Тако ли не обретеся никто же на Москве добра похотети душе князя великого и всей отчине его?
Вы, иже мира отреклися, и иже живете единому Богу, како, толику злобу видев, умолчали есте? Растерзали бы одежды своя, глаголали бы есте, пред князем, не стыдяся! Аще бы и убили вас, а вы — святы!
Не весте ли, яко княжеский грех на люди нападает? Не весте ли Писание? Не весте ли, яко святых Апостол правило семидесяти шестое глаголет: "Не подобает святителю наследника себе поставляти.
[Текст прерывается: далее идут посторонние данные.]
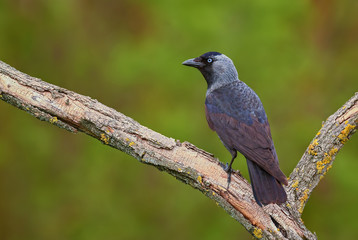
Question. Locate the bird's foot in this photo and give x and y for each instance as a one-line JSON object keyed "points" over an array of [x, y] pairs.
{"points": [[226, 167]]}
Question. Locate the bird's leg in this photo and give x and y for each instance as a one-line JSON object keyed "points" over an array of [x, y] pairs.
{"points": [[227, 168]]}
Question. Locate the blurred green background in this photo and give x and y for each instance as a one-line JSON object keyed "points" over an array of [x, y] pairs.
{"points": [[299, 56]]}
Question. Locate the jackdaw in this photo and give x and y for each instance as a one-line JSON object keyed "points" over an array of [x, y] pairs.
{"points": [[236, 114]]}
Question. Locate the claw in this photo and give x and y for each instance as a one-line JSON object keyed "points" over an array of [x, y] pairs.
{"points": [[226, 167]]}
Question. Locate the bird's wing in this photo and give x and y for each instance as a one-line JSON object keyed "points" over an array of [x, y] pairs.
{"points": [[243, 129]]}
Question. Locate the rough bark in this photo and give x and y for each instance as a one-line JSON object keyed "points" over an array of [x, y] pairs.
{"points": [[196, 167]]}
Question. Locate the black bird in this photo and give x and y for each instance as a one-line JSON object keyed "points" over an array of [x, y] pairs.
{"points": [[236, 114]]}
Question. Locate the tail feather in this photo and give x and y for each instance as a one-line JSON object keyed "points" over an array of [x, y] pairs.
{"points": [[265, 187]]}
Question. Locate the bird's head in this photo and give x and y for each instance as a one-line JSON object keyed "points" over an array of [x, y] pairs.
{"points": [[216, 68]]}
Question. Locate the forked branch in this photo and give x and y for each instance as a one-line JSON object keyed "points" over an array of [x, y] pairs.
{"points": [[196, 167]]}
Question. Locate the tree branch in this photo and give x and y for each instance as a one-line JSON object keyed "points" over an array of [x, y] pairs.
{"points": [[320, 154], [196, 167]]}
Сам же таковой отлучен будет!"
Послушайте же, яко тридцать второе правило собора, иже в Карфагене, речет: "Строптивый же да отлучен будет". И двадцать третье правило Антиохийского собора тако глаголет: "Не подобает епископу, аще и на конец жития своего, иного оставляти наследника в себе место!"
Тожде глаголет и тридцатое правило тех же святых Апостол: "Ничто же есть злейшее сего, еже божественное дарование куплением себе приобретает, мздою или силою княжеской. Да будет отречен таковый от всякого священнического достояния, службы лишен, проклятию и анафеме предан". Се слышите ли заповеди святых Апостол и святых отец?
Как можно еще: у вас стоит на митрополичьем месте чернец, в манатии святительской и в клобуке, и переманатка святительская на нем, и посох в руках? И где сие бесчиние и зло слышалося? Ни в которых книгах! Аще брат мой Алексий преставился, аз есмь святитель на его месте! Моя есть митрополия!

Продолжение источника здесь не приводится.